Another example is shown in Figure 2-4 for a basic drug. This approach is particularly useful for predicting whether drugs can be absorbed in the stomach, the upper intestine, or not at all. Figure 2-5 provides a summary of the effects of pH on drug absorption in the GI tract for several acidic and basic drugs. It also assists in predicting which drugs will undergo tubular reabsorption, which is discussed later.

Most drugs are transported across membranes by simple passive diffusion. The concentration gradient across the membrane is the driving force that establishes the rate of diffusion from high to low concentrations. Other mechanisms, including active transport, facilitated diffusion, or pinocytosis, also exist. Active transport involves specific carrier molecules in the membrane that bind to and carry the drug across the lipid bilayer. Because there are a finite number of carrier molecules, they exhibit classical saturation kinetics. Drugs may also compete with a specific carrier molecule for transport, which can lead to drug-drug interactions that modify the time and intensity of action of a given drug. An active transport system may concentrate a drug on one side of a membrane, because cellular energy is used to drive transport, with no dependence on a concentration gradient. The primary active drug transport systems are present in renal tubule cells, biliary tract, blood-brain barrier, and the GI tract.

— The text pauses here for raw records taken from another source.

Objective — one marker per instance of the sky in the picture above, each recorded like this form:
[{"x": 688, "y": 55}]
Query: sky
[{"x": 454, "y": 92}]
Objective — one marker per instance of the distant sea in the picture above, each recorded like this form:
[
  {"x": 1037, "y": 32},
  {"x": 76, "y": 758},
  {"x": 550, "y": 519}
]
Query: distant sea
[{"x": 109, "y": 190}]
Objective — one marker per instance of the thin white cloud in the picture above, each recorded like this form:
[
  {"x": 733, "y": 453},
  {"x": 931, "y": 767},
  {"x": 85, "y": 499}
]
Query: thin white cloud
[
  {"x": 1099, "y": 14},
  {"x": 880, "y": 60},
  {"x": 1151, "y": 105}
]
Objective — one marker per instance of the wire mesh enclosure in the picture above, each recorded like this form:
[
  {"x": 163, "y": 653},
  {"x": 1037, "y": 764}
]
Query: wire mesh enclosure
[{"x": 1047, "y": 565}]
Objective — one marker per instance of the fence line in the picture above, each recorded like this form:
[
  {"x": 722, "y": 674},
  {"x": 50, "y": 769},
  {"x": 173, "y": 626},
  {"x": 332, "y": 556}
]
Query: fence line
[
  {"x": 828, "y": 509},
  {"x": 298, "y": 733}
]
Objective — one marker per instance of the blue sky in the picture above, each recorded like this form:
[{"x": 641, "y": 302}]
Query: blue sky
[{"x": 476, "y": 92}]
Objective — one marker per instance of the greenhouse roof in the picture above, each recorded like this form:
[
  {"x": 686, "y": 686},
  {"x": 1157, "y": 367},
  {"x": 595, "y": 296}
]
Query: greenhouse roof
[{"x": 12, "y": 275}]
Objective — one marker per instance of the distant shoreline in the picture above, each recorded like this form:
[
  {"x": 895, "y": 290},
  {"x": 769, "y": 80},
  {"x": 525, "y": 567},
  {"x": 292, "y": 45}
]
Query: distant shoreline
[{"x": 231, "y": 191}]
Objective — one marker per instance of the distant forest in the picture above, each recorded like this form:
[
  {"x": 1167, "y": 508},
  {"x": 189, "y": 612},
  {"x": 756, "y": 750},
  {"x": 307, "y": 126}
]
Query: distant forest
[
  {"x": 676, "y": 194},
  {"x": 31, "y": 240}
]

Distribution to Special Organs and Tissues

The rate of blood flow determines the maximum amount of drug that can be delivered per minute to specific organs and tissues at a given plasma concentration. Tissues that are well perfused can receive a large quantity of drug, provided the drug can cross the membranes or other barriers present. Similarly, tissues such as fat that are poorly perfused receive drug at a slower rate, so the concentration of drug in fat may still be increasing long after the concentration in plasma has started to decrease.

Two compartments of special importance are the brain and the fetus. Many drugs do not readily enter brain. Capillaries in brain differ structurally from those in other tissues, with the result that a barrier exists between blood within brain capillaries and the extracellular fluid in brain tissue. This blood-brain barrier hinders transport of drugs and other materials from blood into brain tissue. The blood-brain barrier is found throughout brain and spinal cord at all regions central to the arachnoid membrane, except for the floor of the hypothalamus and the area postrema. Structural differences between brain and non-brain capillaries, and how these differences influence blood-brain transport of solutes, are shown schematically in Figure 2-6. Non-brain capillaries have fenestrations (openings) between the endothelial cells through which solutes move readily by passive diffusion, with compounds having molecular weights greater than approximately 25,000 daltons (Da) undergoing transport by pinocytosis. In brain capillaries, tight junctions are present because there are no fenestrations, and pinocytosis is greatly reduced. Special transport systems are available at brain capillaries for glucose, amino acids, amines, purines, nucleosides, and organic acids; all other materials must cross two endothelial membranes plus the endothelial cytoplasm to move from capillary blood to tissue extracellular fluid. Thus the main route of drug entry into central nervous system (CNS) tissue is by passive diffusion across membranes, restricting the available compounds used to treat brain disorders. At the same time, the potential deleterious effects of many compounds on the CNS are not realized, because the blood-brain barrier acts as a safety buffer. Generally, only highly lipid-soluble drugs cross the blood-brain barrier, and thus for these drugs no blood-brain barrier exists. In infants and the elderly, the blood-brain barrier may be compromised, and drugs may diffuse into brain.